Doch wer Blatt-Engel kennt, der weiß, dass die mit ihrem losen Mundwerk mehr ausrichten kann als eine beliebige Auswahl der biblischen Plagen. Und genau diesem Ruf wurde die Anführerin des Narrenheeres gestern ohne Mühe gerecht. "Ab heit herrsche mir, die Narre, wieder in Deinem Haus. Wir ham Dich e ganzes Jahr verschont, konnscht Monate die Unwese treibe - ab jetzt kannsche dahemm bleiwe!" Sprach's - und blies noch ein bisschen mehr Wind in des Schneidewinds eh schon vom Sturm geblähte Segel. "Mir sinn jetzt am Steuer von dem marode Homburg-Schiff unn erspare der Stadt jede weitere finanzielle Fehlgriff!" Und nicht nur in diese Wunde legte Blatt-Engel mit teuflischem Genuss ihren Finger. "Das Nixtun macht uns wie Dir en riese Spaß. Mol mit de Saubolle rinhaue, de Detektive blind vertraue, das ist doch alles Hexezeich. Und hoffentlich find ma do am End im Keller do ke Leich!

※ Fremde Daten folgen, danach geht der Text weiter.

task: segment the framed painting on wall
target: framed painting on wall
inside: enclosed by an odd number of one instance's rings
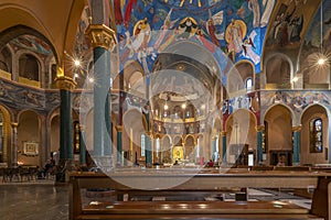
[[[39,154],[39,143],[38,142],[23,142],[23,154],[28,156],[36,156]]]

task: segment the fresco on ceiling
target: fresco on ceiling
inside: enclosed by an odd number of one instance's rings
[[[318,3],[308,0],[278,1],[266,46],[270,50],[299,47]]]
[[[120,64],[138,59],[149,73],[159,53],[179,41],[203,45],[228,62],[248,59],[260,72],[260,54],[276,0],[115,0]],[[121,67],[122,68],[122,67]],[[222,78],[224,78],[224,76]],[[223,84],[226,80],[223,80]]]
[[[307,61],[307,58],[310,57],[310,54],[321,52],[321,42],[323,54],[330,54],[331,52],[331,1],[323,1],[322,8],[319,7],[317,9],[311,23],[313,25],[310,25],[307,34],[305,35],[303,44],[301,45],[301,65],[310,64],[310,62]]]

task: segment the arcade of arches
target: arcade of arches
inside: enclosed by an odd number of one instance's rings
[[[330,65],[312,62],[319,32],[311,34],[309,25],[328,1],[274,2],[265,26],[234,13],[246,32],[233,36],[241,48],[227,35],[229,12],[223,38],[221,28],[220,36],[212,35],[196,23],[225,11],[223,1],[186,6],[202,9],[186,20],[185,6],[150,1],[149,9],[164,12],[157,16],[138,1],[134,7],[146,19],[132,11],[122,23],[105,12],[111,1],[35,2],[0,0],[1,165],[43,166],[52,156],[85,167],[103,156],[114,166],[210,160],[238,166],[247,165],[248,152],[256,165],[277,165],[280,155],[288,166],[331,163]],[[236,7],[229,8],[242,9]],[[296,15],[279,16],[293,10]],[[287,21],[295,16],[302,16],[301,28]],[[171,33],[151,34],[163,21]],[[284,40],[286,25],[292,35]],[[328,52],[330,36],[323,34]]]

Schneidewind bisch jetzt alleen zu Haus, geb' net nomol unsere Steuergelder unnütz aus!" Vielmehr, so der nachdrückliche Rat von Hexe Blatt-Engel, die gestern alles andere als ein Engel war, müsse der OB zügig die 300 000 Euro für die Detektive wieder besorgen. "Pump die Verwandtschaft an, nimm a Kredit uff - awer geb Gas!" Oder besser noch: Er solle sich doch in den kommenden Tagen einen Nebenjob suchen. "Geh doch zum Bohlen - awer mit Deiner Stimme is jo do nix zu hole." Ein Supertalent habe er ja auch nicht, attestierte eine zunehmend an Drehzahl gewinnende Blatt-Engel dem sich immer noch heftig wehrenden OB - der an der Seite eines eher im Hintergrund wirkenden Landrates. Immerhin beim Bachelor könnte Schneidewind ja noch antreten, "hasch awer do debei mehr Masse als Klasse." So und so weiter kämpfte sich die Oberhexe gestern Wort für Wort immer näher an den Verwaltungschef heran. Und der musste, wie sollte es auch anders sein, unter diesem Buchstaben-Trommelfeuer am Ende den Schlüssel zum Rathaus rausrücken. Und wer weiß: Viellicht ja gar nicht so ungerne.